Automatic speech recognition
The transformation of the speech signal into a text stream
Verbal communication is a natural and convenient way of intercourse for humans. Speech recognition aim is to remove a mediator in human-computer communication. Control of the machine by voice in real time mode, as well as input of information by human speech will simplify considerably life of a modern man. To teach a machine to understand without a mediator the language spoken by people is the speech recognition aim.
Scientists and engineers have been solving the problem of verbal communication between man and machine for many years. The first speech recognition device was created in 1952, it could recognize spoken by man numbers. Commercial speech recognition software appeared in the early nineties.
All speech recognition systems can be divided into two classes:
- Systems dependent on the speaker should be adapted to the speaker’s speech during training. In order to operate with another speaker, such systems require a complete reconfiguration.
- Systems independent on the speaker, their operation does not depend on the speaker. Such systems do not require prior training and are able to recognize speech of every speaker.
- Recognition of voice marks - recognition of speech fragments per pre-recorded speech sample. This approach is widely used in relatively simple systems designed for the performance of pre-recorded voice commands.
- Recognition of lexical items - implies recognition of fragments of pre-recorded speech sample. This approach is widely used in relatively simple systems designed for the performance of pre-recorded voice commands.

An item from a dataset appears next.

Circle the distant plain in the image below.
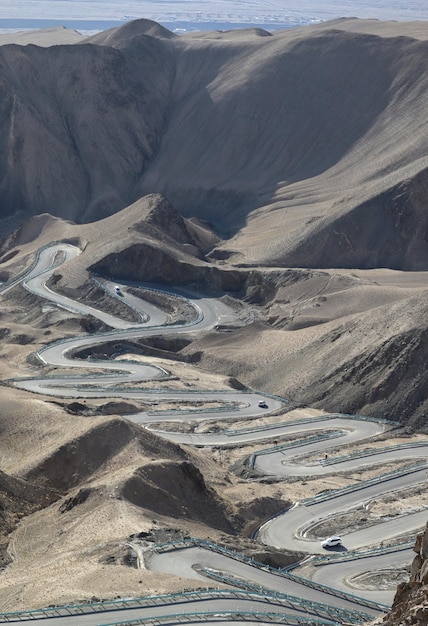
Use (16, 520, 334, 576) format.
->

Sound pattern of command was stored as a holistic pattern in systems of the first kind. To compare an unknown pronouncing and a standard command, methods of dynamic programming were used. These systems worked well while recognizing small sets of 10-30 commands and could understand only one speaker. To operate with another speaker, these systems required a complete reconfiguration.

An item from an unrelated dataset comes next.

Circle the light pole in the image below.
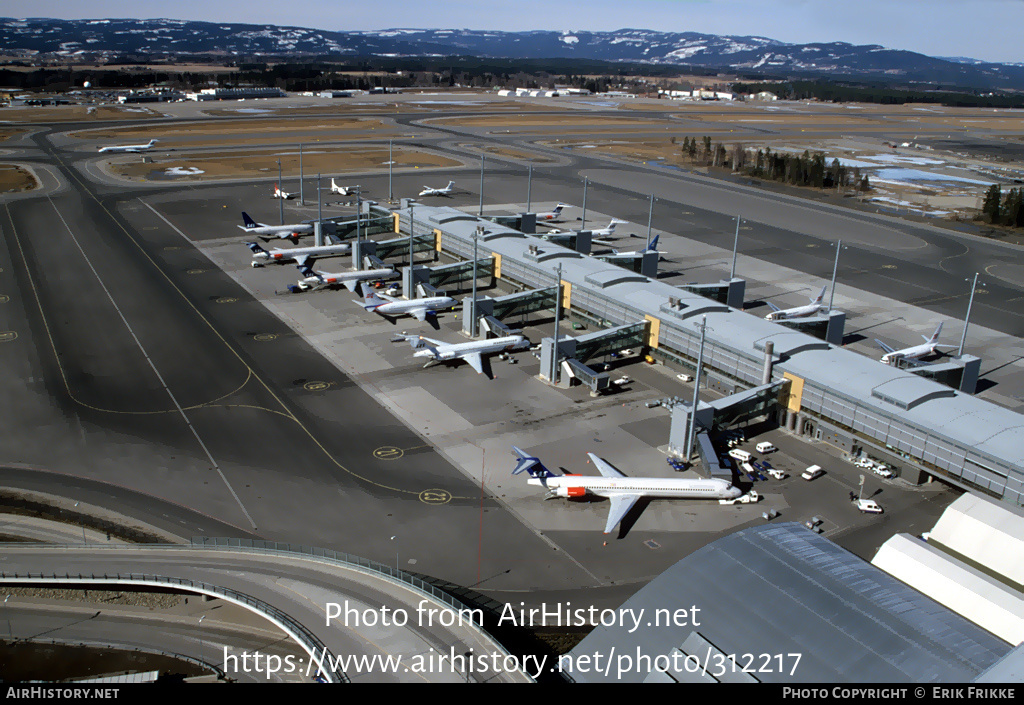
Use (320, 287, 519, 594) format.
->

To understand continuous speech it was necessary to use dictionaries of much larger size from several tens to hundreds of thousands of words. Methods, used in the systems of the first kind, didn’t fit for this task solution, as it was simply impossible to create standards for such amount of words.

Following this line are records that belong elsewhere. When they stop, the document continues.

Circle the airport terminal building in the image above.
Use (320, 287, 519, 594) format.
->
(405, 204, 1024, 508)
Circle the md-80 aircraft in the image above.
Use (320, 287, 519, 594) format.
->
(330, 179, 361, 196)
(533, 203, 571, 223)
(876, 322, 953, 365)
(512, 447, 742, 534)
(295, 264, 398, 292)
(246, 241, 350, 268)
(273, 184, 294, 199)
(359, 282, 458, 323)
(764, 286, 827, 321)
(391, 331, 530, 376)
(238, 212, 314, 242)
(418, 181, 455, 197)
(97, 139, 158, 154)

In addition, there was a desire to create independent from the speaker system. It is the challenging problem, because every person has his own individual style of pronouncing: rate of speech, voice timbre, peculiarities of pronunciation. Such differences are called the variability of speech. To take it into account, new statistical methods, based primarily on mathematical apparatus of Hidden Markov Models (HMM) or artificial neural networks, were proposed. Instead of creating standards for each word, standards of individual sounds, the so-called acoustic models, are being made. They are generated with the help of statistical processing of large speech databases containing speech recording of hundreds of people.
There are two fundamentally different approaches in existing speech recognition systems:
Note that the creation of speech recognition systems is an extremely difficult task. Experts of Speech Technology Ltd. have years of experience in the practical application of speech technologies.
Today systems of automatic speech recognition are widely used in various fields of human activity.
The most obvious application of continuous speech recognition consists in the creation of automatic transcription systems, which can substitute secretaries (dictating via voice texts of letters, notes and reports). This solution allows reducing expenses due to reduction of stenographer’s work, and also increases the degree of data confidentiality. At the moment, such systems are better implemented for English (though with a lot of limitations on the application), the recognition system of continuous Russian speech are under active development.
It is known how inconvenient and dangerous to use mobile phones with the usual (tactile) way of dialing while driving. Many countries adopt laws which banning drivers to use such telephones in order to reduce the number of accidents. Therefore, more and more people are interested in mobile phones with voice dialing, releasing users from the need to dial the number manually. It’s enough to say the caller's name and the connection will happen automatically. In these phones all functional and digital keys are also replaced by voice commands; using such phones while driving is more secure than common mobile phones and even mobile phones with a hands-free headset. Audio control systems are already being used in some brands of cars. Car owner gives voice commands of temperature conditions control, radio, navigation system, which perceive the voice and execute any commands (link to DIVO and VoiceCommander).
Automatic speech recognition system is used extensively in call-centers. Typically, such systems are known as IVR-Systems (Interactive Voice Response). IVR-systems can automate the dialog with the client, as the result there’s no need to hire a huge number of operators taking telephone calls, i.e. reducing of staff costs. In addition, customer service is improved; cause the connection with the machine is performed almost immediately, relieving customers from long waiting. IVR-system allows to choice menus via voice commands instead of tone dialing, which greatly simplifies operation with clients. In order to obtain necessary information, the subscriber has no need to listen to the end of the whole range of offered services. Got through, a person can get to any menu level, saying only one sentence, it saves time. Today, many large companies have already switched to IVR-systems.
Speech recognition system offers such opportunities that were unavailable when using tone dialing. For example, for the service of booking tickets over the phone: the number of cities is so vast that the tone menu is unrealistic. At the same time, the speech recognition system is able to provide the most natural communication.
Video games with voice-controlled characters, dictionaries and translators from voice to voice, complex systems of human-computer dialogue are developed on speech recognition basis.
We have presented only some examples of using the automatic speech recognition technology, in fact, there are many more.